Todo esto está claro. Pero, ¿como entonces salimos del atolladero inmobiliario en el que nos hemos metido, sin que halla victimas por el camino, o que estas sean en un mínimo número? Difícil, escabrosa, complicada medida, pero imprescindible, si queremos vislumbrar un futuro de recuperación próximo. Tenemos que bajar el porcentaje de las rentas de particulares destinadas a pagar la factura de la vivienda, si queremos acelerar la recuperación de la economía. ¿Como?: En primer lugar, cambiando la ley del suelo, liberando la recalificación del mismo, sometiendolo a las auténticas necesidades del mercado, librando así a la industria inmobiliaria de la corrupción política y del pago de prevendas que incrementan en mucho el precio de la vivienda nueva y consecuentemente de la de segunda mano. Se tiene que dar también una salida masiva al mercado de las viviendas construidas que estén en stock, con la consecuente deflación del hiper inflado precio de la vivienda, que traerá como consecuencia una caída de precios de la misma, una reactivación de la industria inmobiliaria, un menor porcentaje de renta por parte de los particulares a la compra y el alquiler de vivienda y un mayor porcentaje de estos destinado a la adquisición de otro tipo de bienes y servicios. Estas medidas, en un futuro inmediato, supondrían quizá, seguramente sería así, un incremento de la morosidad, ya que quien este pagando una vivienda valorada en 100, no estaría dispuesto a seguir pagandola si está, pasado un tiempo, pasara a estar valorada en 50. Pero este perjuicio sería momentáneo, ya que los bancos podrían recuperar la liquidez perdida, cuando sacaran y vendieran todos estos activos inmobiliarios. En resumidas cuentas, se pasaría una gripe, grave, con fiebre alta, pero esta, no dejeneraría en pulmonía.

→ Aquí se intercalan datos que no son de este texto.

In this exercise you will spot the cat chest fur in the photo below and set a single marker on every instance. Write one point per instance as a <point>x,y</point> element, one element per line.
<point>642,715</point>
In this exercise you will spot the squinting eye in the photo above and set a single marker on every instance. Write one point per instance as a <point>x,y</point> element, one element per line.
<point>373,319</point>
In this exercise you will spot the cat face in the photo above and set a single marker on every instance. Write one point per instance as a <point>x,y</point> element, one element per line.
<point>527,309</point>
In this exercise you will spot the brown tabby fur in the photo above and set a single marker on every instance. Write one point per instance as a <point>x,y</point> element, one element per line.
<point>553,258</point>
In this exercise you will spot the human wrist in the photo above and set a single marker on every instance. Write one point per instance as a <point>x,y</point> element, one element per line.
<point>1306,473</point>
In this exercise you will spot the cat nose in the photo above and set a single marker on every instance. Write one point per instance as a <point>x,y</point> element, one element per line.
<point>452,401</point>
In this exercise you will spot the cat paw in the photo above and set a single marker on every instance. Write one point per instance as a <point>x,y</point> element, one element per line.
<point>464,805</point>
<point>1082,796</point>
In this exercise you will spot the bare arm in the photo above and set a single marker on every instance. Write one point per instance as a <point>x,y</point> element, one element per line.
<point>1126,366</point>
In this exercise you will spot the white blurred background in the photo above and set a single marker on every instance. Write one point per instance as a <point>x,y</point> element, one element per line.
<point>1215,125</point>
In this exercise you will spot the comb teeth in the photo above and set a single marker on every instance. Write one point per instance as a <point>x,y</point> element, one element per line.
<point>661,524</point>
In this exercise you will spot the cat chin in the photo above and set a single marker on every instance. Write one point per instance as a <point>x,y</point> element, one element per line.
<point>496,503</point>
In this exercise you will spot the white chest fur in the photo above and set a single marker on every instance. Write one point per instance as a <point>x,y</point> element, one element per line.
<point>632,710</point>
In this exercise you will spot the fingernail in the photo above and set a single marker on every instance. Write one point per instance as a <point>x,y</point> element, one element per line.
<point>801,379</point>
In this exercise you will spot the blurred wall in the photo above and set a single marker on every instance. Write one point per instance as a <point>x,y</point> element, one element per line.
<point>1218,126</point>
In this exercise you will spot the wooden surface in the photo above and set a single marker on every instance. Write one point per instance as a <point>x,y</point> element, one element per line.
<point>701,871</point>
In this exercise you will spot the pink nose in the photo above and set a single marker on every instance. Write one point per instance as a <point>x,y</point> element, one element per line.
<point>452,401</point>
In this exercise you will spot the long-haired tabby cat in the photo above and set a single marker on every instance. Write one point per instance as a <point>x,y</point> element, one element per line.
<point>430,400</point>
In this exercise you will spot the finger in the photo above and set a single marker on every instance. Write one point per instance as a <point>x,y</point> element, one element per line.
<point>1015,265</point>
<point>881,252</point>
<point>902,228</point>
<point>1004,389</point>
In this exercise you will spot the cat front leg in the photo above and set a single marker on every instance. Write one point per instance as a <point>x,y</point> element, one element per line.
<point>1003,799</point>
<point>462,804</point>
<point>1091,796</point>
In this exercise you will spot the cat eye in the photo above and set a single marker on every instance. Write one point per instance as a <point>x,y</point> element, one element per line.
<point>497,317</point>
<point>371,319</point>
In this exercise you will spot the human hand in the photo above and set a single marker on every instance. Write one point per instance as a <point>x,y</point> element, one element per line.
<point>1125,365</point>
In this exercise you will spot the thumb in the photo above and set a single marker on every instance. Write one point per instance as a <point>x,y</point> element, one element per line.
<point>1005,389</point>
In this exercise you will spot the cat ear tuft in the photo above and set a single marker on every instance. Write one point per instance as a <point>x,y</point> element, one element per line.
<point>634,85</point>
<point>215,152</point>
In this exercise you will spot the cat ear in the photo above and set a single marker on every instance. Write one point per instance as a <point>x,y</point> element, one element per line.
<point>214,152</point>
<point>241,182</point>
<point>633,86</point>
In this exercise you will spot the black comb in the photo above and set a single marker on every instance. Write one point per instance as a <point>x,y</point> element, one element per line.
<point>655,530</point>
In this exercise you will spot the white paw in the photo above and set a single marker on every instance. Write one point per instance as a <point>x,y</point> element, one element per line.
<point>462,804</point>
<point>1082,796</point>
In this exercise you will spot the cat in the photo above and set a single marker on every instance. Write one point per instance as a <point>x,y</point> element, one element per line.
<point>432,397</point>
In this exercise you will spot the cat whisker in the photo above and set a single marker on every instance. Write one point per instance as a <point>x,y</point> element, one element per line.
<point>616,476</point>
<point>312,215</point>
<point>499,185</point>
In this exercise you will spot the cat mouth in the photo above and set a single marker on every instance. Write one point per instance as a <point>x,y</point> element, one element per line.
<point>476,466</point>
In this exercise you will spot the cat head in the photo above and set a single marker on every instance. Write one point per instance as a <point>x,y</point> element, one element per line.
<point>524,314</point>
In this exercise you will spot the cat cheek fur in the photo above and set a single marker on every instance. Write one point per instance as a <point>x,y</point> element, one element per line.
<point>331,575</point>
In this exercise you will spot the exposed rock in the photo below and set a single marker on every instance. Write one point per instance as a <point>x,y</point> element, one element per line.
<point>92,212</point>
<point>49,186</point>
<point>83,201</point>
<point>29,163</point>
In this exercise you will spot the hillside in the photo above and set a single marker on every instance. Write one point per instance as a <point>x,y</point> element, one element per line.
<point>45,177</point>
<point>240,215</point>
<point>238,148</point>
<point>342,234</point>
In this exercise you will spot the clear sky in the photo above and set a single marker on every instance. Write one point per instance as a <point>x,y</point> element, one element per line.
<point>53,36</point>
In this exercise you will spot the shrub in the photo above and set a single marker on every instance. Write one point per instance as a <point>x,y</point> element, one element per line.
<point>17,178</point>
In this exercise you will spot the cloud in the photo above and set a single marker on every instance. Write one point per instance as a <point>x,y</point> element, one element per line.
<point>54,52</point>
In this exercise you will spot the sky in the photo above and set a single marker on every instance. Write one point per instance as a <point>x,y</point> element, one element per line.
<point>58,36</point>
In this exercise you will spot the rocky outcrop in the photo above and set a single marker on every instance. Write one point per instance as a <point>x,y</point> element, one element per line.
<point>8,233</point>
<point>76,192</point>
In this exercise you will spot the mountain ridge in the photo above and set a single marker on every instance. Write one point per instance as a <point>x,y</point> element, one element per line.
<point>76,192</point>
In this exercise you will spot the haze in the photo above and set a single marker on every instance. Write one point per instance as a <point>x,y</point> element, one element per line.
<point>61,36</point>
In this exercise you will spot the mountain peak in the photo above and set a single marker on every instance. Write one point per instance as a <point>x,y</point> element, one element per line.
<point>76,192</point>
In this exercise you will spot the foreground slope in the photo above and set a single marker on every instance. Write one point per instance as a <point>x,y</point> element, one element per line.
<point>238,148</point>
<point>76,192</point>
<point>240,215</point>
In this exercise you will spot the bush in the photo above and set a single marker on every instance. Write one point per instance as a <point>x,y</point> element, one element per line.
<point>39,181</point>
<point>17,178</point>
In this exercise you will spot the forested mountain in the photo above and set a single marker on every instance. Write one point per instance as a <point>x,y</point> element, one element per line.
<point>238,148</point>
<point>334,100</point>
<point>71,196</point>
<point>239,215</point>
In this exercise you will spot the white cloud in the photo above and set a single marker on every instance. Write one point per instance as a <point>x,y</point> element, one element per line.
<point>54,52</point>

Si lo que se quiere es que se recupere el mercado y la capacidad de demanda de la población en un plazo de tiempo razonable, estas son las medidas que hay que tomar. ¿Que habrá empresas y bancos que se vendrán abajo?. Por supuesto. Pero estas empresas y bancos, y también porque no decirlo, particulares que pagarán las consecuencias, se lo deberían de haber pensado antes de haber actuado avariciosamente, de haber entrado en el juego de la corrupción y del mercado con las cartas marcadas, en definitiva, si se hubiera actuado hace unos años, no estaríamos donde estamos. Urge recuperar el mercado, incluido el inmobiliario, y el empleo, y para ello, habrá que tomar medidas necesarias para que esto vuelva a funcionar.